Discussions at ISO and Speculation of Each Developed Country

ISO's Technical Committee 207 (ISO-TC207) is credited with a number of achievements in developing the ISO14000 series of standards on environmental management. Following the adoption of the UNFCCC/Marrakech Accords, the committee in June 2002 established a new working group (WG5) on greenhouse gas measurement.

In its fundamental mission, the WG5 is similar to the Clean Development Mechanism Executive Board - a supervisory organ for the implementation of CDM project under the Kyoto Protocol, on which RIETI Chairman Sozaburo Okamatsu serves as vice chairman - with a certain degree of redundancy between the two organs. But the WG5 was created with the assent of the overwhelming majority of technical committee members, including the U.S. As to why this is, I learned the following in discussions with representatives from other countries at a recent plenary meeting of the ISO-TC207WG5 in Berlin.

1) Implementation of domestic measures by countries that have ratified the Kyoto Protocol
The Kyoto Protocol provides for no penalty provisions. Nevertheless, each ratifying county commits itself to achieving its designated quantitative emission reduction target. In this regard, it is necessary to coordinate policies internationally with respect to how respective countries will achieve their targets through taxation and regulatory schemes, what specific domestic measures should be implemented to ensure such schemes will generate the intended results, and how strict compliance measures should be. Britain, the Netherlands, and North European countries (Norway, Sweden, Denmark, and Finland) have already implemented taxation and other domestic measures to control greenhouse gas emissions at the corporate level. Further measures, including emission rights trading, have been introduced in Britain and Denmark. But if respective governments are to design all necessary institutional arrangements on their own, it will take too much time and policy discords may arise among countries. It is thus strongly acknowledged that operational rules in implementing and certifying policy measures should be established by nongovernmental international organizations in a unified manner.

Regulations hitherto introduced in European nations are not necessarily consistent with the reality or customary business practices of multinational companies. Nor are these regulations entirely consistent with each other. The European business community is gravely concerned of the future course of debates on climate change abatement measures under governments' initiatives.
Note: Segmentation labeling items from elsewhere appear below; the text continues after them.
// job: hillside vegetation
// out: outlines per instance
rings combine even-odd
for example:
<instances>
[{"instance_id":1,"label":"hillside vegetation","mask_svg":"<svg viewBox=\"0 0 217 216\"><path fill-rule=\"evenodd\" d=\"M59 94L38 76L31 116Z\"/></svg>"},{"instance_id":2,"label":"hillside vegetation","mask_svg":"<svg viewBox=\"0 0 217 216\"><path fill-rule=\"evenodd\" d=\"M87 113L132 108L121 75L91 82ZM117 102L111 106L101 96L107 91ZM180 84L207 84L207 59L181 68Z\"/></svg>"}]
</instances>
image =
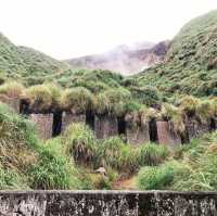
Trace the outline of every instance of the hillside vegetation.
<instances>
[{"instance_id":1,"label":"hillside vegetation","mask_svg":"<svg viewBox=\"0 0 217 216\"><path fill-rule=\"evenodd\" d=\"M30 48L16 47L0 34L0 76L2 78L42 77L62 73L69 66Z\"/></svg>"},{"instance_id":2,"label":"hillside vegetation","mask_svg":"<svg viewBox=\"0 0 217 216\"><path fill-rule=\"evenodd\" d=\"M139 86L152 84L166 96L217 94L217 11L189 22L175 37L166 61L135 77Z\"/></svg>"},{"instance_id":3,"label":"hillside vegetation","mask_svg":"<svg viewBox=\"0 0 217 216\"><path fill-rule=\"evenodd\" d=\"M0 35L0 97L22 99L36 113L90 112L139 127L171 120L184 136L186 119L209 126L217 119L216 58L217 11L187 24L164 63L131 77L71 69ZM29 120L0 103L0 189L113 189L133 176L141 190L217 190L216 143L213 132L175 152L155 143L136 148L124 136L98 140L82 124L44 142Z\"/></svg>"}]
</instances>

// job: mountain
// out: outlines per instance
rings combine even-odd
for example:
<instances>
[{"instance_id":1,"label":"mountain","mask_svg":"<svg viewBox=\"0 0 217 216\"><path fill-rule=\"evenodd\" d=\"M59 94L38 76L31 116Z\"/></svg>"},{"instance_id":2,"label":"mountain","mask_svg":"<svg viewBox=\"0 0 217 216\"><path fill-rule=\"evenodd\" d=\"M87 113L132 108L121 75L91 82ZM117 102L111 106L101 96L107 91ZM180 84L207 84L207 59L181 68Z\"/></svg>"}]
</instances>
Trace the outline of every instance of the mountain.
<instances>
[{"instance_id":1,"label":"mountain","mask_svg":"<svg viewBox=\"0 0 217 216\"><path fill-rule=\"evenodd\" d=\"M16 47L0 34L0 75L18 78L48 76L68 69L69 65L37 50Z\"/></svg>"},{"instance_id":2,"label":"mountain","mask_svg":"<svg viewBox=\"0 0 217 216\"><path fill-rule=\"evenodd\" d=\"M110 69L129 75L162 62L168 47L168 41L157 45L138 42L131 46L119 46L102 54L81 56L66 62L73 68Z\"/></svg>"},{"instance_id":3,"label":"mountain","mask_svg":"<svg viewBox=\"0 0 217 216\"><path fill-rule=\"evenodd\" d=\"M217 96L217 10L184 25L165 61L132 78L166 94Z\"/></svg>"}]
</instances>

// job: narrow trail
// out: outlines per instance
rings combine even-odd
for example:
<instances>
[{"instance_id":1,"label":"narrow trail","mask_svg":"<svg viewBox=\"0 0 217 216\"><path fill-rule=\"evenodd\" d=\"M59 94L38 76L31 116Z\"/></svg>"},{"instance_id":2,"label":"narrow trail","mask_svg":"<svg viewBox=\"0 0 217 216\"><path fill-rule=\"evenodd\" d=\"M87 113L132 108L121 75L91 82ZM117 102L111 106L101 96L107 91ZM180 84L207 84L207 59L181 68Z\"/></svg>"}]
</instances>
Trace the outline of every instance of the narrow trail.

2) Substantive implementation of the UNFCCC and the Kyoto Protocol
The Marrakech Accords, which set rules for the implementation of the UNFCCC and the Kyoto Protocol, is the child of political compromise, authored by diplomats as a memorandum. But in actually operating under the rules, private sectors must take substantial supplementary measures and it is necessary to decide how they should cope with this challenge. The ratifying countries in Europe generally lack detailed rules concerning the implementation and certification of projects, as required under the Marrakech Accords. The prevailing view within the EU business community at the moment is that investment in greenhouse gas reduction projects entails too much risk. For instance, de minimus levels of greenhouse gas emissions, a threshold level below which emissions would be deemed negligible in measurements of greenhouse gases, and specific methods of handling statistical estimates and marginal errors have yet to be established. These points pose a major obstacle in implementing actual projects.

3) Measures taken by the U.S. and other UNFCCC member countries that withdrew from the Kyoto Protocol
The U.S. and some other UNFCCC member countries that have dropped out of the Kyoto Protocol have begun groping for initiatives based on their own ideas. To evaluate such initiatives, an internationally-agreed upon criteria needs be created. In the U.S., private sector companies have implemented a number of vanguard AIJ projects since 1992, producing tangible results not only in the U.S., but in Central and South American regions.
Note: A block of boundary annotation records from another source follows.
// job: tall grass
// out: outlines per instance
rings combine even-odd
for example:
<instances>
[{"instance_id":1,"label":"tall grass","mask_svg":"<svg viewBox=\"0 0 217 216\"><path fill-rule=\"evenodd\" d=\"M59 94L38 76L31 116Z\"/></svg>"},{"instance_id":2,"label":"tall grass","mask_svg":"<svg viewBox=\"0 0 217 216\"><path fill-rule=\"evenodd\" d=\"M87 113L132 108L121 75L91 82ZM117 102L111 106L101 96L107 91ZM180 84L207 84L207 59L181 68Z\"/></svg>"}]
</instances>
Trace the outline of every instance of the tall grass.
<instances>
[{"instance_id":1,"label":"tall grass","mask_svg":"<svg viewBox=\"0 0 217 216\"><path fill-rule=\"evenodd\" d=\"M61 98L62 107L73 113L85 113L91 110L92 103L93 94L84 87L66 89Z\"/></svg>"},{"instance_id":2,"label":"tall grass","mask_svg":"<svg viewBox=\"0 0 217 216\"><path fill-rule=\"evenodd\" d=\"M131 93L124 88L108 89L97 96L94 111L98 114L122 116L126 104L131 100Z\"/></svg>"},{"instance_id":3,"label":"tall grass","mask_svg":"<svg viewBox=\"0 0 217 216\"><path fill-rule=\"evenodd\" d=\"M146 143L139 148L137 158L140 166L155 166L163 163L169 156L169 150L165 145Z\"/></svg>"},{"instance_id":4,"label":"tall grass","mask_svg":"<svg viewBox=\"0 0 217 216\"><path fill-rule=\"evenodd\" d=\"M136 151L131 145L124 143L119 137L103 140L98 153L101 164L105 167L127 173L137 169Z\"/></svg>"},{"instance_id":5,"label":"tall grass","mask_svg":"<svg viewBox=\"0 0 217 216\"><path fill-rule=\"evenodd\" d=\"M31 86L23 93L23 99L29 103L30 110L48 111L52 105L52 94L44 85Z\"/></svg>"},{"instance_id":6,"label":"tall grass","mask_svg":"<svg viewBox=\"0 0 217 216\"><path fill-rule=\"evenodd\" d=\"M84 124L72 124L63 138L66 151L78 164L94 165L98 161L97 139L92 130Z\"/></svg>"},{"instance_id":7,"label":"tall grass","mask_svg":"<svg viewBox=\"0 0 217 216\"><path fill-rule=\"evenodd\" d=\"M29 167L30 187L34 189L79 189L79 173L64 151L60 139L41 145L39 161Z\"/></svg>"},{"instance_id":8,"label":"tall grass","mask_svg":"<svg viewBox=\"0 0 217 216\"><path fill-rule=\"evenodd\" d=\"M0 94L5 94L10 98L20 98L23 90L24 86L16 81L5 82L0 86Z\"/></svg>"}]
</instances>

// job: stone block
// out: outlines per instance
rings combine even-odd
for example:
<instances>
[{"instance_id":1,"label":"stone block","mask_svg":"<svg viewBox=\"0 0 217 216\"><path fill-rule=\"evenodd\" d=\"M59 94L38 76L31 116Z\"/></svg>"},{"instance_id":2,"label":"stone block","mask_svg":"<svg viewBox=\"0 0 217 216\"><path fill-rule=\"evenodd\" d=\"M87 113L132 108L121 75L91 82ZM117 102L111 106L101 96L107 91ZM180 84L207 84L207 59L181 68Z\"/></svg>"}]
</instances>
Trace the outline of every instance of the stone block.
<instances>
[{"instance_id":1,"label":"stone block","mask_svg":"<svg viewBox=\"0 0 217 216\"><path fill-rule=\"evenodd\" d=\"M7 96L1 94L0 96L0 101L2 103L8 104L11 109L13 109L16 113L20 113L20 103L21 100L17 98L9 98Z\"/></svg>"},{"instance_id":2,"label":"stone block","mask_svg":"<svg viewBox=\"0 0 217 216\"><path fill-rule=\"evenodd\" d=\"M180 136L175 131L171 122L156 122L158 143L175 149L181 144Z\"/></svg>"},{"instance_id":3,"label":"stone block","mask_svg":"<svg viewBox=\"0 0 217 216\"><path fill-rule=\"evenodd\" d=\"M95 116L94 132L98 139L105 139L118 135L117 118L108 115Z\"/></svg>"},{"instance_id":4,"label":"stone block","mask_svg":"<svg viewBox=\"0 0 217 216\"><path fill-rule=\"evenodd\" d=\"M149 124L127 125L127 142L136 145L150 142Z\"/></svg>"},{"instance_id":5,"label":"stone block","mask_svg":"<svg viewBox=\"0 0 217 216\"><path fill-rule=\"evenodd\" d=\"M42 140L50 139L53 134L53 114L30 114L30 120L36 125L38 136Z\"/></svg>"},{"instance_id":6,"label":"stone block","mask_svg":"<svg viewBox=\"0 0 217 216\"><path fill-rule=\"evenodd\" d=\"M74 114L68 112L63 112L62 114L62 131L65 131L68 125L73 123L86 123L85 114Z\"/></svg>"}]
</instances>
Debates on the Kyoto Protocol virtually ignored all these efforts, producing a political settlement in which the U.S. broke away from the protocol. But calls have grown from within the private sector to re-evaluate such vanguard projects in a new light, free of the atmosphere of political manipulation. The protocol includes forests but no other forms of sinks - ecosystems that can absorb or remove greenhouse gases from the atmosphere - in CDM. Likewise, large-scale hydroelectric projects are not considered to be CDM activities. It is quite clear now that an extremely strong backlash resulted from the exclusion of such non-forest sinks and hydroelectric projects, despite U.S. industry officials' enthusiastic presentation on the actual results and scientific evidence on relevant AIJ projects, in CDM under the Kyoto Protocol, due to the excessive insistence of EU countries on the domestic measures principle.
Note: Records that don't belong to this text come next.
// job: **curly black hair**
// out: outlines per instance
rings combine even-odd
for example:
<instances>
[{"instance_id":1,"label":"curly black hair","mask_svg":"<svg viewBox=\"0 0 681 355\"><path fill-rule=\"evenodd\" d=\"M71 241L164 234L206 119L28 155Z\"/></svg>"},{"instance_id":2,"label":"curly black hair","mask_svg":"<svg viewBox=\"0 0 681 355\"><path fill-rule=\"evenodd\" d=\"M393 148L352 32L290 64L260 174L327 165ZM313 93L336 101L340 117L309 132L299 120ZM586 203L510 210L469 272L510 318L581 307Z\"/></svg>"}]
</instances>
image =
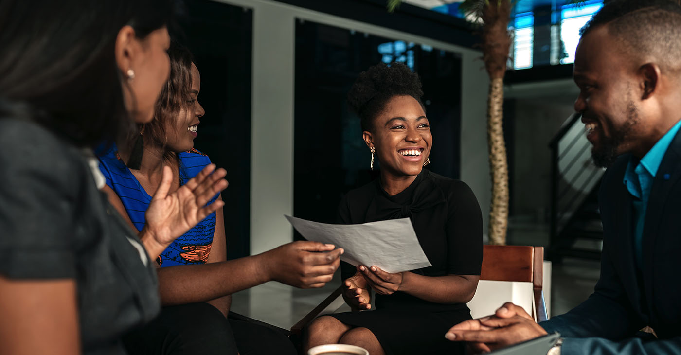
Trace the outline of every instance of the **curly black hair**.
<instances>
[{"instance_id":1,"label":"curly black hair","mask_svg":"<svg viewBox=\"0 0 681 355\"><path fill-rule=\"evenodd\" d=\"M362 72L347 93L347 102L360 117L362 130L372 131L373 121L395 96L408 95L419 102L424 92L416 73L402 63L381 63ZM426 108L424 108L425 111Z\"/></svg>"}]
</instances>

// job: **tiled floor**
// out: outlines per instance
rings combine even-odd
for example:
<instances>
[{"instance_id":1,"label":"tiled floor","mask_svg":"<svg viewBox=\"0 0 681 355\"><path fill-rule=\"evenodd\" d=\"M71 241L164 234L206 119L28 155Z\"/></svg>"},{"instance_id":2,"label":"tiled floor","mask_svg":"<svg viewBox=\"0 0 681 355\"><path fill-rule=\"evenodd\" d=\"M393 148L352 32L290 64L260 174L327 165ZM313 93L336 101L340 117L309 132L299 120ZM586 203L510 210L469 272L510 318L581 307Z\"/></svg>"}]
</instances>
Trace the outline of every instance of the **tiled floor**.
<instances>
[{"instance_id":1,"label":"tiled floor","mask_svg":"<svg viewBox=\"0 0 681 355\"><path fill-rule=\"evenodd\" d=\"M562 264L554 264L550 313L563 314L586 299L598 281L599 269L598 262L577 259L566 258ZM337 275L324 288L313 290L299 290L278 282L268 282L235 294L232 309L288 329L339 284Z\"/></svg>"}]
</instances>

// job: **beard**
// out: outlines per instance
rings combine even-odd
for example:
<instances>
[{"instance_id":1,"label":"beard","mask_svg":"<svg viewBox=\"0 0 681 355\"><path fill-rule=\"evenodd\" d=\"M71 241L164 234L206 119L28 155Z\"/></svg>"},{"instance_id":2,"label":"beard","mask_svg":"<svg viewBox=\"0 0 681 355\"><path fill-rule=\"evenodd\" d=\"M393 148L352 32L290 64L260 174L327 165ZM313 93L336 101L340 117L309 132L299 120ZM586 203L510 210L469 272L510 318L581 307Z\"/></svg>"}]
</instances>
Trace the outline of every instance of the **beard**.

New Trend at ISO and Emerging Possibility of Reintegrating Global Efforts

For now, the ISO-TC207WG5 is becoming the "point of contact" or "melting pot" of all these contentious issues, presenting a microcosm of world trends concerning climate change from the Marrakech Accords onward. The private sectors in every country concerned feel urgently compelled by the need to reintegrate the hitherto-split global community from a purely technical perspective, apart from differences in political methodologies. Coordination among representatives from various countries is already underway. In the recent plenary meeting in Berlin, it was confirmed that private sectors should cooperate in efforts toward the early establishment of "universal standards" that remain applicable despite differences in political systems.

The ISO-TC207WG5's task is to study and standardize the following: (1) the definitions of terminologies concerning concrete measures to reduce emissions and increase sinks to be carried out under various initiatives, including the Kyoto Protocol and the new Global Climate Change Initiatives of the U.S.; (2) the methodologies of emissions measurement; and (3) certification method and procedures. These efforts are intended to provide a "technical foundation" that will set a new stage for countries across the world to discuss emission reduction measures, using a common measurement basis. The ongoing discussions at the working group may become the moving force of a new current toward debates in and after the second commitment period of the protocol. Thanks to efforts by Keio University Professor Mitsutsune Yamaguchi and others, Japan is now playing a core role, serving as a coordinator for two ad hoc groups of the ISO-TC207WG5, namely, the AHG2, responsible for issues related to project measurement, and the AHG5, a small group responsible for drafting standards. Many people in Japan believe that the Kyoto Protocol is the only feasible global policy for meeting the challenge of climate changes. As an individual closely involved in the relevant negotiations, I find such this perception too one-sided. I believe that current efforts at the ISO-TC207WG5 will undoubtedly offer up a real solution to breaking the current impasse in the global community. Japan must not settle for merely political solutions to these issues. It must also strive for progress in the technical arena to help reintegrate global efforts under the initiative of private sectors, seeking the support and cooperation of all concerned parties in Japan.